In those cases, the head reader is responsible for getting the inspection back on track.

The third item of this list is particularly important. Defensiveness on either side means a person has investigated “ego” into the process. In such cases, it is the head’s task to remind everyone that questions are about the software product and that critiques are also about the software product—not any person.

Presenters While the presenters created the artifact as a pair, the advantages of pair programming are realized only when both partners can explain any piece of the presented code. To check on this state of knowledge about the code base, only one partner should present at any point in time. The other partner may navigate if it facilitates the discussion and should take additional notes about the problems. These notes will supplement what the pair receives from the secretary. It is also important to let the two partners know that they will need to switch at any moment during the code inspection.

 

 

At this point, it is also obvious that inspections are far more intense than platform-based code reviews and that they produce more interesting feedback. Like with pair programming, management may object to the seemingly high cost of spending a good portion of a team’s time on mutual code inspections. The discussion with management has to address the same elements as the ones for pair programming and must use the same managerial language. Although formal code reviews come with large, measurable, and reproducible advantages concerning error discovery—see readings below—it is not obvious that informal inspections have the same attributes. Even if they do, it is also well-known that management rarely reacts to data gathered elsewhere; the goal has to be to “sneak” mutual code inspections into the process and then to point to successes.

Readings

The following articles are about formal inspections, which differ in some ways from the code inspection described here. They are even more labor-intense than the ones presented here. In turn, they come with a high pay-off in terms of error detection. Reading some of the original literature may help clarify how much in-person inspections can accomplish and how to inject them into existing organizations.

Michael E. Fagan. Advances in software inspection. IEEE Transactions on Software Engineering. 12(7). 1986.—Code inspections are the brain child of Michael Fagan from IBM. He started investigating the idea in the 1970s and reported on his progress in several papers. This one is the most substantial report from this period.

Glen W. Russel. Experience with inspection in ultralarge-scale development. In IEEE Software 8(1). 1991.—This magazine article presents the interesting claims that (1) code inspections may save up to 33 hours of developer time per bug found and (2) code inspections find twice as many bugs as integration testing. Both claims have to be understood in the specific context of this experience (telecom switches, understanding of software development processes). The article also comes with extensive hints on how to introduce formal code inspections into a reluctant organization, ideas that probably apply to all forms of code inspection.

Edward F. Weller. Lessons from three years of inspection data. In IEEE Software. 10(9).—Weller’s article reports on experiences similar to those from Russel, but for a different context. The goal is again to inform readers how to manage their managers.

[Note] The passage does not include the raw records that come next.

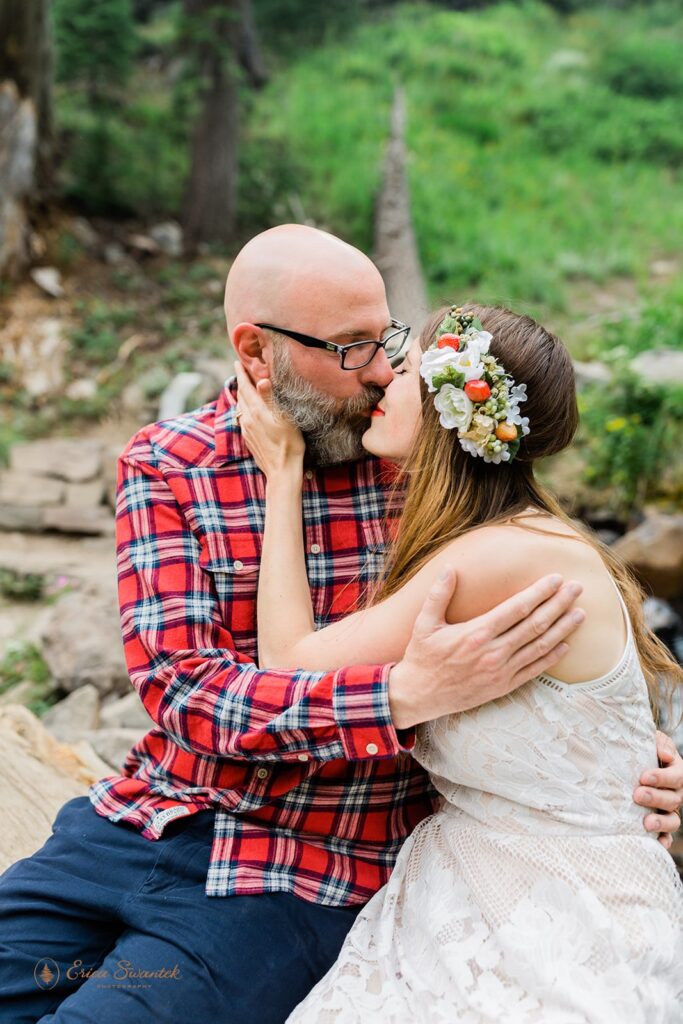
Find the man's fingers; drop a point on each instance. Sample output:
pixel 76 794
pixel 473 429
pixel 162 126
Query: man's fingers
pixel 519 607
pixel 558 633
pixel 663 822
pixel 543 617
pixel 667 752
pixel 665 800
pixel 437 600
pixel 665 778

NASA Office of Safety and Mission Assurance. Software Formal Inspections Guidebook. Technical Report OFFICE NASA-GB-A302.—NASA has a large stake in getting all software correct: unmanned missions cost billions of dollars and for manned missions, lives depend on software as much as the surrounding hardware. This report is one of their first comprehensive guide on code inspections, though the agency and its contractors has had a long history of working in groups on mission software.